When settlers came to America they had to struggle from the ground up. There was no existing government with which they had to contend. The only government they had, they brought with them in the form of mutual compacts. This was the miracle of self-governance into which most had been born and had become accustomed until the colonies began to create wealth that inflamed the greed of Britain.
As a means to enrich itself, Britain passed laws against the liberty of the settlers; choosing for itself a larger and larger share of the profits from their labor. It took more than a century for the laws to become so oppressive that the colonists began to resist, eventually throwing off that yoke. Ingrained in the American psyche, however, was the thought that they could govern themselves; that they needed no master from whom to beg privileges. All they needed was the liberty to create and the freedom to dare.

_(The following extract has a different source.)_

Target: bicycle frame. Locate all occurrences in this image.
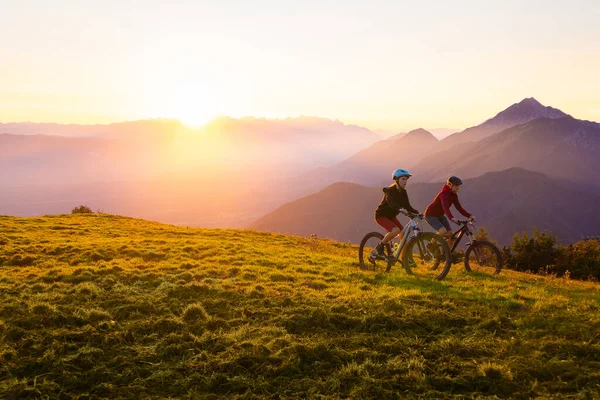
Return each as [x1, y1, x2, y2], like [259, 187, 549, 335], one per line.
[389, 216, 422, 260]
[450, 221, 476, 253]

Now, as American sloth and apathy (encouraged by would-be masters) has replaced those noble instincts toward self-government and self-reliance the mechanism of strength and liberty is failing. Like a long neglected engine, it is starting to falter. It is a mixture of ingredients that make the American engine run smoothly, but that recipe is lost. Those entrusted with it have replaced self-reliance with dependency; liberty with compliance; duty with force and pride with shame.
The Constitution called for a small federal government designed to deal effectively with disputes among the states and with foreign powers, but little else. It called for the states to draft laws and provide for the needs of the population as the people saw fit. It called for defense of the borders and the rule of law. It called for individual liberty protected from the tyranny of mob rule.

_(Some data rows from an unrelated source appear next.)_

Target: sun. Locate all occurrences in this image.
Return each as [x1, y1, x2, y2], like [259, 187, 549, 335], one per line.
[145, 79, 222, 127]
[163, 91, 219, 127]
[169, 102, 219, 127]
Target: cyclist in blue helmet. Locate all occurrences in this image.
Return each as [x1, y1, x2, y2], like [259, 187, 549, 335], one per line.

As long as America followed that form it was able to grow into a powerful economic and industrial nation. It is this enormous power that the world has come to envy and subsequently detest. It is the peach that seems ripe for the picking, but it is all an illusion. It is not the shiny cars and big houses that made America wealthy; it was not the government treasury that created wealth; it was not the luck of being born in a rich and plentiful land that made it powerful; it was the simple combination of each individual having the liberty to create and laws to protect his success that produced the wealth from which everything else was possible.

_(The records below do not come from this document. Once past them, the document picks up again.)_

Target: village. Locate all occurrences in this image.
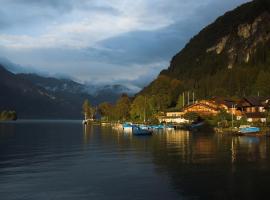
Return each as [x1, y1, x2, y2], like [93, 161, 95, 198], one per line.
[82, 94, 270, 136]
[158, 96, 270, 134]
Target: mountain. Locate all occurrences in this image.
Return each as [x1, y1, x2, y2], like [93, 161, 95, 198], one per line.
[17, 73, 88, 95]
[86, 84, 140, 103]
[0, 57, 38, 74]
[0, 64, 83, 118]
[18, 73, 138, 104]
[0, 63, 139, 118]
[141, 0, 270, 105]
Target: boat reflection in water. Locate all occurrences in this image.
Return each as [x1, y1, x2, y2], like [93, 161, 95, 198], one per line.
[2, 121, 270, 200]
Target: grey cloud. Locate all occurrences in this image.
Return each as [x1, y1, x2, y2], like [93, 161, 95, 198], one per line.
[0, 0, 250, 87]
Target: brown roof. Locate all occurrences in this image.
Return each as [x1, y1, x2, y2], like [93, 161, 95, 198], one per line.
[245, 112, 266, 119]
[243, 97, 263, 107]
[184, 103, 219, 111]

The laws of the United States were designed to protect the individual so that he would be free to toil along in his shed building something that would make his life easier. Nothing more. It is as simple as that. They were designed to protect him from patent infringements; from over-taxation; from being forced to work for someone else; from the government taking his shed and his tools to be put to use elsewhere. Why? Because the founders knew that if he were free to pursue his dreams and to rise above the low station from where he began, that he would create a strong and vibrant nation. They knew this because they had just seen the proof of it unfold before them.
When the government of the United States began to see that one guy, not as something to be protected, but something to be burdened with taxes and regulations it authored its own destruction. The government now sees the rights of the individual as barriers to its own power and something to be destroyed, but the power of the government is in the rights of the individual. The government has begun a campaign of cannibalism and soon will be consumed.